Date on Master's Thesis/Doctoral Dissertation


Document Type

Doctoral Dissertation

Degree Name

Ph. D.


Criminal Justice

Degree Program

Criminal Justice, PhD

Committee Chair

Keeling, Deborah

Committee Co-Chair (if applicable)

Andreescu, Viviana

Committee Member

Dawson-Edwards, Cherie

Committee Member

Schroeder, Ryan

Author's Keywords

verbal sexual harassment; victimization; middle school students


Until recently, sexual harassment research has focused primarily on adults and college and high school students with little attention given to younger students. While recent research has noted sexual harassment occurs among younger students, the literature addressing sexual harassment among middle school students is still sparse. Additionally, most studies of sexual harassment have focused on sexual harassment generally, with no distinction made between verbal and sexual harassment. In fact, only limited research has been exclusively conducted on verbal sexual harassment. Using self-report data, the current study adds to the literature by examining the nature of verbal sexual harassment as well as selected characteristics of the victims of sexual harassment through the lens of Gender Order Theory and Social Script Theory.

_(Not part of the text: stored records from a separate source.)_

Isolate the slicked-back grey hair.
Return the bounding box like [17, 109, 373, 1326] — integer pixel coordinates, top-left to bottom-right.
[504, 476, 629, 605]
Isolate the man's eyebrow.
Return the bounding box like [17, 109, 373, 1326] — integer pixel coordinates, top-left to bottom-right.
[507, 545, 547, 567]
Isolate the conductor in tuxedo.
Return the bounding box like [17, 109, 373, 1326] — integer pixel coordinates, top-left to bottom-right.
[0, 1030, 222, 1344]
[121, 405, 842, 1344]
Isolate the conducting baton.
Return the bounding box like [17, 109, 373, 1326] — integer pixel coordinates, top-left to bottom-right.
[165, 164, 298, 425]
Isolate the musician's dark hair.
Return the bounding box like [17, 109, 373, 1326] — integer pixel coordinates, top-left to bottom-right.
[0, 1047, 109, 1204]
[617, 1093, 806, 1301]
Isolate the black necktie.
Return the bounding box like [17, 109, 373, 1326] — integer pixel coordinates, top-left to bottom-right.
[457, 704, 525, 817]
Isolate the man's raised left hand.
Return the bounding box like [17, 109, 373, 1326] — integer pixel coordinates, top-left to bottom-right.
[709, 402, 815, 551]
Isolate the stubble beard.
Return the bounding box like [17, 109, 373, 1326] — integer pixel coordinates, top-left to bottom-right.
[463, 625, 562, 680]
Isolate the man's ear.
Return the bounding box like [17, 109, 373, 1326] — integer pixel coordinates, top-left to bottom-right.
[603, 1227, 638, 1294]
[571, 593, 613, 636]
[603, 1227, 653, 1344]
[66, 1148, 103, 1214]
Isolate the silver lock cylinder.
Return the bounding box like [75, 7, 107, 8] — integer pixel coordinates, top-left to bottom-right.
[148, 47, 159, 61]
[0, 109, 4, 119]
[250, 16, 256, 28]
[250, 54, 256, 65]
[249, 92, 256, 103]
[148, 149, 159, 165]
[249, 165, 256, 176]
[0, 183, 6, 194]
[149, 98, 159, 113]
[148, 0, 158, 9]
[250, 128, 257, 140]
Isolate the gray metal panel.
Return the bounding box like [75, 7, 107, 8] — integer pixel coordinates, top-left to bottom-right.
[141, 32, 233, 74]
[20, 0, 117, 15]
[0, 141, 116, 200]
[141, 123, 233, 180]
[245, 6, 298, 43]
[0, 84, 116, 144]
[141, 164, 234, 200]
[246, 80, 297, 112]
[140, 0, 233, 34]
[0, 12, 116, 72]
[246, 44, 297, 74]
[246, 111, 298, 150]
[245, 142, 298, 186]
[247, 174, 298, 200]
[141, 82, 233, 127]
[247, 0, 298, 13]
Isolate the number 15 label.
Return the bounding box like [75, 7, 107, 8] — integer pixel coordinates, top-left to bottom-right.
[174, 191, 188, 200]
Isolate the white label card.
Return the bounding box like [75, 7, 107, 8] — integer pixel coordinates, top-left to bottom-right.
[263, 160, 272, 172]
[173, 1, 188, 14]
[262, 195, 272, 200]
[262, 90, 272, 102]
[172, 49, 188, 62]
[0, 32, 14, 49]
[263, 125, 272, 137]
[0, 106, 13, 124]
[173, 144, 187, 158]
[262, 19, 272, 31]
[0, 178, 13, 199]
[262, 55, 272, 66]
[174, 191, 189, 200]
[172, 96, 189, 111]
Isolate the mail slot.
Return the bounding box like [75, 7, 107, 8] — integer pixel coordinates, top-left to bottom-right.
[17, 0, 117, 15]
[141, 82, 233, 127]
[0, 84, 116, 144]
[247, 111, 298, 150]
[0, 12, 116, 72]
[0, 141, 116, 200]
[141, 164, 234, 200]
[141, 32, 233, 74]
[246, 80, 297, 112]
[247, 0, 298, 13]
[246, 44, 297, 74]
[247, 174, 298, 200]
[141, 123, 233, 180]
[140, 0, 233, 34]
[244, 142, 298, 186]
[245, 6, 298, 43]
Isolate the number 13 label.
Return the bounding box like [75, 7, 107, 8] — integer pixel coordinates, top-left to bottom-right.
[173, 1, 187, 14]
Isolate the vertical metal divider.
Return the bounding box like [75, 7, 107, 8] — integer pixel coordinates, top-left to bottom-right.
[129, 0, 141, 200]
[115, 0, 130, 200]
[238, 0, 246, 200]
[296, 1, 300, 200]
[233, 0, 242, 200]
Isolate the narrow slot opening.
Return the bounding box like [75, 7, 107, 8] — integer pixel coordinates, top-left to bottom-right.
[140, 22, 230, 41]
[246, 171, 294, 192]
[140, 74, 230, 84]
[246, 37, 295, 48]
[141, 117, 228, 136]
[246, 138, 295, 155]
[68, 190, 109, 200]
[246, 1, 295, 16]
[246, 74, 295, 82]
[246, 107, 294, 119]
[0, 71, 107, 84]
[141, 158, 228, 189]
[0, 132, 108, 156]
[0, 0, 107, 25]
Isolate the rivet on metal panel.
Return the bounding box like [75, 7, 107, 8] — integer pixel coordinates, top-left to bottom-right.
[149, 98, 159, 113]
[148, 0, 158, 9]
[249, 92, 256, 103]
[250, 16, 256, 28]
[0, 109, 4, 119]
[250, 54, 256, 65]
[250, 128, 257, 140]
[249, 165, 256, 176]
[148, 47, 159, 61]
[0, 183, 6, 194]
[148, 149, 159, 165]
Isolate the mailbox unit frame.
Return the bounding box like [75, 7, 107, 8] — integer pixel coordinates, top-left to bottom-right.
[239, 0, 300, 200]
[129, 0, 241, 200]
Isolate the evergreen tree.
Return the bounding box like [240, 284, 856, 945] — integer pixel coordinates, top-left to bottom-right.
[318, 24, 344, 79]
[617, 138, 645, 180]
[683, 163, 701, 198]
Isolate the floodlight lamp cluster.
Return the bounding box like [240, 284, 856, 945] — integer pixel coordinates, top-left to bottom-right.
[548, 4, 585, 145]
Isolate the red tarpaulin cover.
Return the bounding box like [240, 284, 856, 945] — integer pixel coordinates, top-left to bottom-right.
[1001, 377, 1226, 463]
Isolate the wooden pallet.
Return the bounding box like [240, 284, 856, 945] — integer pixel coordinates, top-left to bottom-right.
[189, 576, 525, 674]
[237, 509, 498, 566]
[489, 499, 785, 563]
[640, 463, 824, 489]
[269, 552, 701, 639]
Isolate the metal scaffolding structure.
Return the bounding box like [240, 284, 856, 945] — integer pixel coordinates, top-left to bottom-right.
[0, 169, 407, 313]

Additionally, this study seeks to assess the effectiveness of one school-based violence reduction program, Shifting Boundaries, as implemented among 6th and 7th graders in 30 middle schools in the New York City School System in 2009-2010. The findings suggest that boys are the primary perpetrator of verbal sexual harassment against both genders, and the sexual harassment program was not overly effective in reducing perpetration and victimization among this population. Additional findings, limitations, and policy implications are discussed.